Possible Record Pacific Bluefin Tuna Caught in New Zealand
OutdoorHub Reporters 09.20.13
A New Zealand fishing crew may have smashed a world record after they landed a behemoth 777-pound bluefin tuna. According to 3 News reporter Juliet Speedy, the fish was reeled in off the coast of Greymouth, on the nation’s South Island, by angler Kevin Baker.
“The next biggest tuna I’ve caught was 33 kilos, so this smashes everything I’ve caught before,” he said.

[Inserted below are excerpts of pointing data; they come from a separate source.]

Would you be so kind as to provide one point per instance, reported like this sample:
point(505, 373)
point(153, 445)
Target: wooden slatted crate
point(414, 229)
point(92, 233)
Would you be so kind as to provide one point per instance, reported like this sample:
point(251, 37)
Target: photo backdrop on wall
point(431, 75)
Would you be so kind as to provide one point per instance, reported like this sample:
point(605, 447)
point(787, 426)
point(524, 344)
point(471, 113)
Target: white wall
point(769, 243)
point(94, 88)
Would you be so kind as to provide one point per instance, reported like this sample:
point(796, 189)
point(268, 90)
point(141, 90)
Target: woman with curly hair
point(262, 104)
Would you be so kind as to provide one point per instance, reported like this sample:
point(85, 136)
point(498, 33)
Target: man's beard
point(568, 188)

If confirmed, Baker’s catch could overtake the record for the largest bluefin caught on rod and reel. New Zealand accounted for another record-setting bluefin when Nathan Adams caught a 738-pound beast off the North Island’s coast last year. The nation’s fisheries are touted by many anglers as some of the best tuna fisheries in the world and it is an opinion shared by Captain Lance Goodhew, the skipper of the boat that landed Baker’s fish.
“It’s just an amazing fishery,” Goodhew said. “It’s world-class. It’s equal to the best anywhere in the world, that Kiwis can do a trip out here on their back doorstep and have the potential to catch world-record fish.”
Pacific bluefin tuna are smaller than their Atlantic cousins, which can grow as large as nearly 1,500 pounds. The record for largest Atlantic bluefin tuna caught belongs to angler Ken Fraser, who in 1979 caught a monster 1,496-pound fish off Nova Scotia, Canada.